Digital Ocean lets you set up a server. It’s harder to use because you need to know:
- A server language (Node, PHP, Ruby, Python, etc)
- A bit of Linux (Operating system)
- A bit of Nginx (Server language)
- How to setup HTTPS
Although Digital Ocean is harder to set up, the rewards can be worth it. (See the pricing section below).
Netlify prices according to the amount of bandwidth you use. For example, you get 100GB for free with Netlify.
100GB seems like a lot, doesn’t it?
About a week (or maybe two) later, I suddenly received a $20 bill for exceeding the bandwidth. Another week (or two) later, I got a second $20 bill.
So 100GB is very little after all, since 200 GB only supports approximately 2,700 visitors.
I pulled the plug on Netlify at this point, as I’m paying too much for it. I only pay $10 on Digital Ocean for way more visitors!
Vercel seems to be free forever at first glance. There aren’t any limits shown on the pricing page.
Some time later, I received an email saying I breached the fair use policy.

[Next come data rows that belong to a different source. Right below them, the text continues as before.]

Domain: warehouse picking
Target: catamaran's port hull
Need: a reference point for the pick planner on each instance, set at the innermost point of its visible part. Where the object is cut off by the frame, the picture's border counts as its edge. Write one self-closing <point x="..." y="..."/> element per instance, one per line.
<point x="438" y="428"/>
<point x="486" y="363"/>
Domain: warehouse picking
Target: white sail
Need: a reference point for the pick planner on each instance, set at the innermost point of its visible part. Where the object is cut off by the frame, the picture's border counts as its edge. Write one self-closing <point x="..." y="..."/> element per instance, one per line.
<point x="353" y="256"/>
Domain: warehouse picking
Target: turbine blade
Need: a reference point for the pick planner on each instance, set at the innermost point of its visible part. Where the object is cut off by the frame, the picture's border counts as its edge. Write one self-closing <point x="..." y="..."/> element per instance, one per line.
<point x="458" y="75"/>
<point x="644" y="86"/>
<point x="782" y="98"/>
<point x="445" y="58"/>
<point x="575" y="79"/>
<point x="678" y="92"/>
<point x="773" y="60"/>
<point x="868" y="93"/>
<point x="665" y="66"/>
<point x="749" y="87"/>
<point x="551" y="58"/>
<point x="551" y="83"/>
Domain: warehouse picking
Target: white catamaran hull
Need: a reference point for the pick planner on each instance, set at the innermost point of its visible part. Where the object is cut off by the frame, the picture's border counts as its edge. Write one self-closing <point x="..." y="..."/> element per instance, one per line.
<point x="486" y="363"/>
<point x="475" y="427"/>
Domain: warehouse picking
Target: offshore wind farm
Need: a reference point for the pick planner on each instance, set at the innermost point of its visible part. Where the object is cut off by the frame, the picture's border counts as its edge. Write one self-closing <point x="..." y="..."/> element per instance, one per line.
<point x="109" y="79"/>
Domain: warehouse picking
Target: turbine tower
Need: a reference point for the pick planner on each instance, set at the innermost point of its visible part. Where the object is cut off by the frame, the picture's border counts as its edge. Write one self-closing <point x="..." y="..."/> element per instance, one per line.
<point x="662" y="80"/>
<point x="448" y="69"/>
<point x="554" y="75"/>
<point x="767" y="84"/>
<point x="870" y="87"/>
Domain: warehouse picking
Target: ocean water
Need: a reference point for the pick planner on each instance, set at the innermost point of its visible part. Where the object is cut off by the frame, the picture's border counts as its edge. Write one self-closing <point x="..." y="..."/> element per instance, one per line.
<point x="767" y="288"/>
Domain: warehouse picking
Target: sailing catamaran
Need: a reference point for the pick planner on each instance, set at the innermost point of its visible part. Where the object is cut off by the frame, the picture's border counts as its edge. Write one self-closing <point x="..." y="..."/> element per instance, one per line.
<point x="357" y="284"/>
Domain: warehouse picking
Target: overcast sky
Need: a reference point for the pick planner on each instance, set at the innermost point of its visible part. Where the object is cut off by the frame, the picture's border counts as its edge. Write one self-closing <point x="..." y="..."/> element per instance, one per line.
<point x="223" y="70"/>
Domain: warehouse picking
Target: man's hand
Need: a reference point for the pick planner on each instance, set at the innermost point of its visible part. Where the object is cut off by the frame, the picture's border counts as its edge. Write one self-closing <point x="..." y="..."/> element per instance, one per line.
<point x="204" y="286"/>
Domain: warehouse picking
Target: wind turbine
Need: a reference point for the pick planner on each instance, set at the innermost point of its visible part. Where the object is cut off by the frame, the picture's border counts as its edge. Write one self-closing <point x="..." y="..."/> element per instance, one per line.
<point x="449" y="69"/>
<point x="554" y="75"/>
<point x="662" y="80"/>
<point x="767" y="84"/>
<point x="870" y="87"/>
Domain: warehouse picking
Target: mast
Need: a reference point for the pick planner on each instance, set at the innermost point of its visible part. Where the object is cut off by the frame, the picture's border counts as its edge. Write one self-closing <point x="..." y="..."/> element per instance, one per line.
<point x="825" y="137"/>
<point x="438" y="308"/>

I was shocked — I breached a policy?! I always try to abide by the rules and act in good faith. Being told I breached feels VERY uncomfortable.
After asking further, I discovered that Vercel’s free tier has a cap at 100GB Bandwidth too. This information is hidden inside a Fair-Use Policy page (not on the pricing page).
At this point, I gave up on serverless architecture completely and went back to good old Digital Ocean.
Digital Ocean Pricing
Digital Ocean’s pricing seems complicated at first glance because there are many factors involved.
But it isn’t.
For Digital Ocean, you can imagine you’re renting a computer and the factors stated are the specs of each computer.
You don’t need a super fast computer for servers. The $5 or $10 plan is going to be good enough most of the time.
For example, I’m running the following two sites on one $10 plan, and I don’t see any problems with it so far.
- This website — 103,112 visitors per month
I don’t know how much bandwidth I’m using, but that doesn’t matter since Digital Ocean doesn’t charge according to bandwidth.
If you have a small project: Go with netlify.
If you have a larger project: Use Digital Ocean.
I wouldn’t choose Vercel anymore because of that dark pattern pricing strategy.
By the way, Use this link to get a free $100 credit if you want to try out Digital Ocean. Happy server(less)-ing!
Jason Lengstorf reached out to me and mentioned he only used 7GB for 32,000 visitors on learnwithjason. We talked a little and we suspect the high amount of bandwidth usage is due to two things:
- I didn’t include lazy-loading on the site yet — so this causes unnecessary downloads for people who haven’t scrolled down yet.
I’m willing to give Netlify another try now, but I’m still frustrated about the lack of transparency in “bandwidth” and how I wasn’t able to debug it on a per page or per resource basis. Jason said he’ll raise it internally with the team so that really helps!
I look forward to trying out Netlify again when there’s more transparency with bandwidth.